Nouvelles arrestations dans les milieux prokurdes
Les autorités turques ont lancé hier un mandat d’arrêt contre 82 personnes actives dans les milieux prokurdes, dont un maire, rapportent des médias relayant l’agence étatique Anadolu. Elles sont accusées d’être impliquées dans des manifestations datant d’il y a six ans, a annoncé le bureau du procureur d’Ankara. Les mandats d’arrêt ont été émis dans le cadre d’une investigation sur les violentes manifestations qui ont éclaté en octobre 2014 pour protester contre le siège de Kobané, ville syrienne à majorité kurde, par les djihadistes du groupe Etat islamique (EI). Les arrestations visent 82 personnes dans la capitale turque et six autres villes. Dix-neuf personnes concernées par ces mandats ont d’ores et déjà été arrêtées, selon l’agence étatique Anadolu. Le maire de Kars (est), Ayhan Bilgen, qui en fait partie, a ainsi été placé en garde à vue, ainsi que plusieurs ex-députés et dirigeants du HDP (Parti démocratique des peuples, prokurde). Aylan Bilgen a été élu maire de Kars en 2019 sous l’étiquette HDP, deuxième plus grand parti d’opposition au Parlement. «Cette opération ne doit pas être considérée comme visant uniquement le
HDP, mais aussi la politique démocratique et la détermination de lutter contre le fascisme», a réagi Mithat Sancar, coprésident du parti, lors d’une conférence de presse à Ankara.

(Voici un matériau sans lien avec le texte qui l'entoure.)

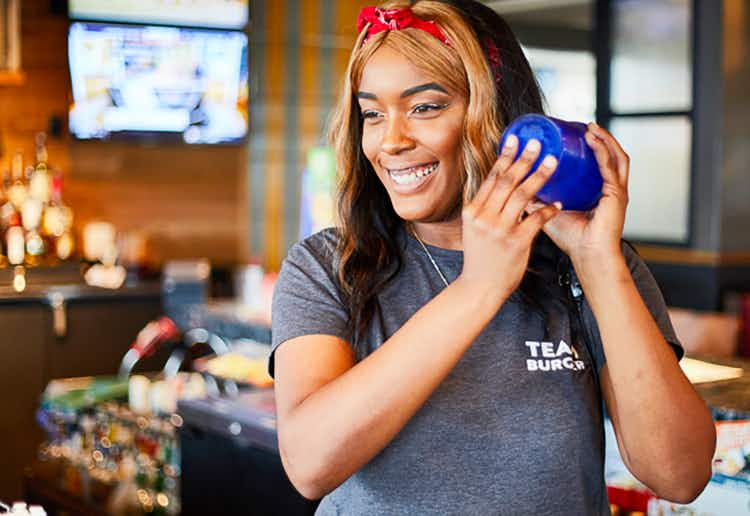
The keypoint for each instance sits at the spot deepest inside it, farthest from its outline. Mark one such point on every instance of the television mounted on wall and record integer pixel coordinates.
(156, 81)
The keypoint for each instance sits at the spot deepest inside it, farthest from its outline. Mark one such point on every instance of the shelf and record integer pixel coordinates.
(12, 78)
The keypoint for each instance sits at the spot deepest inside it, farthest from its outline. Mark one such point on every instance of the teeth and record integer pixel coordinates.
(414, 175)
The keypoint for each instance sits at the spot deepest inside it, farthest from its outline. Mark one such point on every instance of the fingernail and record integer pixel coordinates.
(550, 161)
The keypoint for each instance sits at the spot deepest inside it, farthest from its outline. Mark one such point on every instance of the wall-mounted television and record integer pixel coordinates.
(138, 80)
(222, 14)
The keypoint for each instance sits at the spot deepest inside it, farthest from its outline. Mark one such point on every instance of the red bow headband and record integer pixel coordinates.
(395, 19)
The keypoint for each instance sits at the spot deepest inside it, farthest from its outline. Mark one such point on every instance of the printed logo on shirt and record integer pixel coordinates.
(545, 356)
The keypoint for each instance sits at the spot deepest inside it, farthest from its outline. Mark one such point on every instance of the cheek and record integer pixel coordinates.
(369, 143)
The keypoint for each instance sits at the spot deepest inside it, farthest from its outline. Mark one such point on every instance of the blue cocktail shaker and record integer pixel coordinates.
(577, 182)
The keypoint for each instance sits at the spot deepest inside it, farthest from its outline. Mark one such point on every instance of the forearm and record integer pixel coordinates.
(665, 428)
(342, 426)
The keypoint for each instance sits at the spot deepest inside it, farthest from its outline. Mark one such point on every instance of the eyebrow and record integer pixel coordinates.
(406, 93)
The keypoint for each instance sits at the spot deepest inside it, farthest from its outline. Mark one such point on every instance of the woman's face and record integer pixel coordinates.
(412, 134)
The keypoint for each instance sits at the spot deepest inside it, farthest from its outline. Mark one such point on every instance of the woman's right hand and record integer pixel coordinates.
(496, 237)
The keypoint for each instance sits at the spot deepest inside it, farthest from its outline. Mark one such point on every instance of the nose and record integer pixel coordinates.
(396, 138)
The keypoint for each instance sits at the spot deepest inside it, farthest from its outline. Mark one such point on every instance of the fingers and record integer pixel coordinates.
(603, 158)
(532, 224)
(507, 155)
(621, 158)
(526, 192)
(509, 180)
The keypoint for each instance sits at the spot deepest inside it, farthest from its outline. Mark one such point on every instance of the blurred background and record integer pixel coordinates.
(159, 158)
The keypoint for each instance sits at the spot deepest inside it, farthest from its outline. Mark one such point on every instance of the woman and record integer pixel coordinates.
(427, 359)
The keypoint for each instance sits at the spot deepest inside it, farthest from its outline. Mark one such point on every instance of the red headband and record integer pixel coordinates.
(395, 19)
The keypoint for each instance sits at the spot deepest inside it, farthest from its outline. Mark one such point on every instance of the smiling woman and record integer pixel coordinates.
(428, 355)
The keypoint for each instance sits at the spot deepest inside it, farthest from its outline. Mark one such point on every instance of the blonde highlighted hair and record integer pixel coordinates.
(368, 256)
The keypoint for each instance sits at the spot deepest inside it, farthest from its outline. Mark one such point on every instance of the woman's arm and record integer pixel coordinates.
(345, 422)
(665, 432)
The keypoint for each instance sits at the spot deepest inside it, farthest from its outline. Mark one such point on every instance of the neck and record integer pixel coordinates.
(447, 234)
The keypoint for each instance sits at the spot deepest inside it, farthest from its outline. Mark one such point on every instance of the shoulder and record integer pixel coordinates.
(317, 248)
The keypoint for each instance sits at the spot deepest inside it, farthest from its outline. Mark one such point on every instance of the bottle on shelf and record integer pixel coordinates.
(39, 182)
(57, 222)
(17, 191)
(15, 241)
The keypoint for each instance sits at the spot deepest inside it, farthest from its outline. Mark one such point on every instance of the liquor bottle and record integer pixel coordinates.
(4, 216)
(15, 241)
(39, 183)
(57, 222)
(17, 192)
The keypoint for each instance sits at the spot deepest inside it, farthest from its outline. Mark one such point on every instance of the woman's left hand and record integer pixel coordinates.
(595, 234)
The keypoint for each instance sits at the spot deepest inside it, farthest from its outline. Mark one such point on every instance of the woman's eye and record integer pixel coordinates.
(426, 108)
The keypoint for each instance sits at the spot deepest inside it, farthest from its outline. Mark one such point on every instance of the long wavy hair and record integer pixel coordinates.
(368, 256)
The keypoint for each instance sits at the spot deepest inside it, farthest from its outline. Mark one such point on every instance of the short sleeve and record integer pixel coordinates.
(306, 299)
(652, 298)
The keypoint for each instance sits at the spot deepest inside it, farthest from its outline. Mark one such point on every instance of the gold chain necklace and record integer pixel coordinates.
(429, 255)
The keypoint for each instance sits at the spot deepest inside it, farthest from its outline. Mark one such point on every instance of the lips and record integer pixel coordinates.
(408, 179)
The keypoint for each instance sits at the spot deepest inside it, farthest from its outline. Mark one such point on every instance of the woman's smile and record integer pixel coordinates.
(411, 179)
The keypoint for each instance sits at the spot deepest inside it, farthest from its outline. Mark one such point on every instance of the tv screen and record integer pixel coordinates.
(225, 14)
(145, 80)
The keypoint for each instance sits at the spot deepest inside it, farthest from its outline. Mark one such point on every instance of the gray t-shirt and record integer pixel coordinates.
(515, 428)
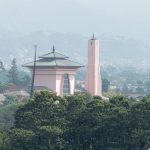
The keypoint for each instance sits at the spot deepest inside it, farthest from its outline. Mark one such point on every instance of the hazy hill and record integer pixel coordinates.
(114, 50)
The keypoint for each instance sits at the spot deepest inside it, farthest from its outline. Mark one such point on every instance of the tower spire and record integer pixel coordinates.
(53, 48)
(93, 37)
(33, 75)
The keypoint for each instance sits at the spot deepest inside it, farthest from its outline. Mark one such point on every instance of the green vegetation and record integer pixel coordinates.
(79, 122)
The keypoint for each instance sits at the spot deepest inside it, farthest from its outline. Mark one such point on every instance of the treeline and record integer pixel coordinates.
(79, 122)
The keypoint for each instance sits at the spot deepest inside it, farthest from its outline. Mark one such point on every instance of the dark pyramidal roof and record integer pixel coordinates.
(54, 59)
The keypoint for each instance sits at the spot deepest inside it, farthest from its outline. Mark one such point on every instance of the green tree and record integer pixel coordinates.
(41, 120)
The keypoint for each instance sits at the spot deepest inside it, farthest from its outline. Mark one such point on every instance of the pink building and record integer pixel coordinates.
(56, 72)
(93, 81)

Le HDP fait l’objet d’une répression implacable depuis plusieurs années. Selahattin Demirtas, sa figure de proue et un ancien rival du président turc, Recep Tayyip Erdogan, à l’élection présidentielle, est en prison depuis 2016.
RÉPRESSION
Après des élections municipales en 2019, les autorités turques ont arrêté ou remplacé plusieurs dizaines de maires élus sous les couleurs du HDP dans le sud-est de la Turquie. Selon le HDP, le gouvernement a remplacé ses maires dans 47 des 65 villes qu’il a remportées. Le gouvernement affirme que le HDP est lié au Parti des travailleurs du Kurdistan (PKK, groupe rebelle kurde), considéré comme «terroriste» par Ankara et ses alliés occidentaux. Le HDP rejette ces accusations et se dit persécuté en raison de son opposition au président Erdogan. De violentes émeutes pour dénoncer le siège de Kobané par l’EI avaient fait plus de 30 morts en 2014 dans le sud-est de la Turquie. Les autorités turques accusent les dirigeants du HDP d’avoir organisé ces émeutes. Le HDP nie et accuse les forces de l’ordre d’avoir provoqué la violence.
«Le HDP n’a pas déclenché ces protestations», a déclaré Mithat Sancar. «Au contraire, c’est le gouvernement qui en est responsable en annonçant les attaques de l’EI contre Kobané comme une bonne nouvelle et en préparant le terrain pour la violence.» Les manifestants ont reproché à la Turquie de ne pas venir en aide militairement à Kobané pris en étau. Les forces kurdes, soutenues par les frappes de la coalition conduite par les Etats-Unis, ont chassé l’EI de Kobané en janvier 2015, après plus de quatre mois de violents combats. «Le gouvernement est déterminé à neutraliser, et si possible achever le HDP», a estimé Mithat Sancar. «Mais c’est un effort vain. Aucun pouvoir ne peut détruire le HDP tant que le peuple nous soutient.»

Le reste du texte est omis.